Chris Smith is a retired maths teacher and former VSO Uganda volunteer. She is also a Shropshire Humanist Group member and has been Secretary of the group.
Chris recently revisited Uganda and wrote the following informal update from her visit to the Humanist Schools in Uganda. For more information please visit the Uganda Humanist Schools Trust, a charity that SHG supports.
My recent visit to Uganda came 6 years after my first arrival. I had already known about the Humanist Schools; by the end of my placement I knew Isaac Newton, Masaka, quite well; it was only a 3½ hour drive and I had my own vehicle. In 2012 I joined the Friendship visit and managed to get to Mustard Seed, Kamuli, for the first time. But I still hadn’t really been to any of the schools as a Maths teacher and that niggled.
I visited independently in February this year, at the start of the academic year, spending a week each at Isaac Newton (Masaka campus) and Mustard Seed.
I found that Primary Leaving Exam results were out late so S1 were only just starting to register. “O” level results were very overdue, so S5 (lower sixth) hadn’t started.
I observed lessons. Venn diagrams loom large on the Ugandan curriculum, tedious and artificial, but other topics were more lively. When “supplementing” lessons I asked why and how questions. Rote learning is at the heart of Ugandan teaching, there are large classes and few resources; this can work well for Maths but there is a loss of independent thinking and flexibility.
S6 students (the A level year) sought me out when I was not in other classes. At INHS I was amazed by the standard already achieved by some of the students; they asked me about exam questions which they found difficult, I counted the years since I last taught at that level and consulted text books. Students at Mustard Seed were not as advanced, but I team taught with one of their teachers and found him to be highly professional both in the content of the lessons and the non-dogmatic way he communicated with the students.
So far so ordinary. I introduced experimental probability, coins were spun, dice rolled. Initially students were very hesitant, out of their comfort zone. I presented some of the questions I have used with my U3A “Numbers and Stuff” group; these led them to think in different ways. I spoke to teachers about positive discipline, giving praise, quick ways to assess the progress of whole classes.
At Mustard Seed the director asked me to speak to the boarders, boys and girls separately, about Humanism but emphasising the importance of females staying in school, avoiding early sex and pregnancy.
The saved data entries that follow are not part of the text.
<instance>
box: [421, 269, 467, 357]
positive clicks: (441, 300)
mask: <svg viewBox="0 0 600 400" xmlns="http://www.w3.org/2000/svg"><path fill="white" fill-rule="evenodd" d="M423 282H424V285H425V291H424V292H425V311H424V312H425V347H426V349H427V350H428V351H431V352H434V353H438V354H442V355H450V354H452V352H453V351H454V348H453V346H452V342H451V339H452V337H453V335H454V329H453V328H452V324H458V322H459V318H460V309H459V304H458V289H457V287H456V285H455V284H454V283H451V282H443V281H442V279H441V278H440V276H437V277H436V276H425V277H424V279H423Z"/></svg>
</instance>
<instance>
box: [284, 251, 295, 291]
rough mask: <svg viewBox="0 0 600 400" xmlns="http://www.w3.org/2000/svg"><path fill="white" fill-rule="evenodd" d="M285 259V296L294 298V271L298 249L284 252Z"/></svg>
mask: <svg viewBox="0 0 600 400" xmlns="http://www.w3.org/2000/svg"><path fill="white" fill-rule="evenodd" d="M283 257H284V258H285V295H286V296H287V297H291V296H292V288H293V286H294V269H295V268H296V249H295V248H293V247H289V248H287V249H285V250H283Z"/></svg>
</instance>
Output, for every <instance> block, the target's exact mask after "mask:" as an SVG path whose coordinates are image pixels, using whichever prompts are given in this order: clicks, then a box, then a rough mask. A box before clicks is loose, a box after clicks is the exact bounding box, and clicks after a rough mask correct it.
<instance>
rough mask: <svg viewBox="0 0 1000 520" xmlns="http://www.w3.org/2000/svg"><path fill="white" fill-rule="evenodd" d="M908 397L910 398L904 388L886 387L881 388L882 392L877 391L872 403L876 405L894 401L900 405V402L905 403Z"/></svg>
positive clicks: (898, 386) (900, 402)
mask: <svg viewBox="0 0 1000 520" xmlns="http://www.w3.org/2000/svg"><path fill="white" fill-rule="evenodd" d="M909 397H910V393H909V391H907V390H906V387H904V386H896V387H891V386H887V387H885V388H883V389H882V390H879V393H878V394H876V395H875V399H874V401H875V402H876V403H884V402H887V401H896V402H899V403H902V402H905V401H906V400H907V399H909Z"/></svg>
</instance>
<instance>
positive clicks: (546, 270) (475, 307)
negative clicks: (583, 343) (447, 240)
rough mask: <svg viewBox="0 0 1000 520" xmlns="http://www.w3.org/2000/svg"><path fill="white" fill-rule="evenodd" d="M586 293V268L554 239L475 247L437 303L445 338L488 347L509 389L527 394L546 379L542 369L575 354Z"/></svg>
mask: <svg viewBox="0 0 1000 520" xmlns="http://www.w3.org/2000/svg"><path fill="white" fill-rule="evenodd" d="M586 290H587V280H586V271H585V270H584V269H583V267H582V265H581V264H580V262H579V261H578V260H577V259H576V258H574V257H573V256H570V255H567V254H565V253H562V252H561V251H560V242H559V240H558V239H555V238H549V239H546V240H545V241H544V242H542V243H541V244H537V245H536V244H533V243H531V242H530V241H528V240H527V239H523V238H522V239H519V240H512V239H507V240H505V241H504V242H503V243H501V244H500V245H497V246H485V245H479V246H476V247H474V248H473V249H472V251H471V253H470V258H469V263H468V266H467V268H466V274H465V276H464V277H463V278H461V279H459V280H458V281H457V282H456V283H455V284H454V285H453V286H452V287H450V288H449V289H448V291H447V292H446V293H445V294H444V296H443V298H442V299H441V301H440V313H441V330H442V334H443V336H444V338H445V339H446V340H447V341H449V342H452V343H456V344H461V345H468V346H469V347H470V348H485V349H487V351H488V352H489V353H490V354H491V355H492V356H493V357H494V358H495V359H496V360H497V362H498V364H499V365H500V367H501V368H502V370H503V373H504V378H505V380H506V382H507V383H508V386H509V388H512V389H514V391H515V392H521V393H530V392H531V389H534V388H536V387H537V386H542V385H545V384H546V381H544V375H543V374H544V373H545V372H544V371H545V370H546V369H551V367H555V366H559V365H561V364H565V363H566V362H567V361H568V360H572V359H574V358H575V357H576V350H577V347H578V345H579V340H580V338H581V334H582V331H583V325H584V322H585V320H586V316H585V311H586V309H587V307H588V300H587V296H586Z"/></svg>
I told them about my life so far, emphasising my humble origins, being the first person in my family to be able to stay on at school after 14 and the difference that had made to my opportunities; that I have only two children so we could do our best for them and so I could work at my chosen profession. I asked what they thought education could give them. I explained that Humanists don’t have a rule book or leader, consider they can use reason to decide how to live well, can be friends to people of any religious belief or none, did not fear hell or try to act well just to reach heaven. I emphasised that the Humanist Schools welcome staff and students who followed any religion, or no religion, equally.
Buildings, equipment and infrastructure have improved and numbers of students have increased; the purposeful atmosphere is just the same and what I most enjoy about my visits.
Uganda has very many places of worship. Some explicitly offer cures and wealth, it is the churches themselves that benefit. Religious belief is often used as the excuse for persecution of “the other”, homosexuals the most extreme example at present, and it often overlays superstition, acceptance of witchcraft, inappropriate treatments from local healers.
Can the Humanist Schools make a difference? Emphatically, yes. Anything we can do to demonstrate atheists being generous and trying to lead good lives, and to encourage the use of reason rather than dogma is worth the effort.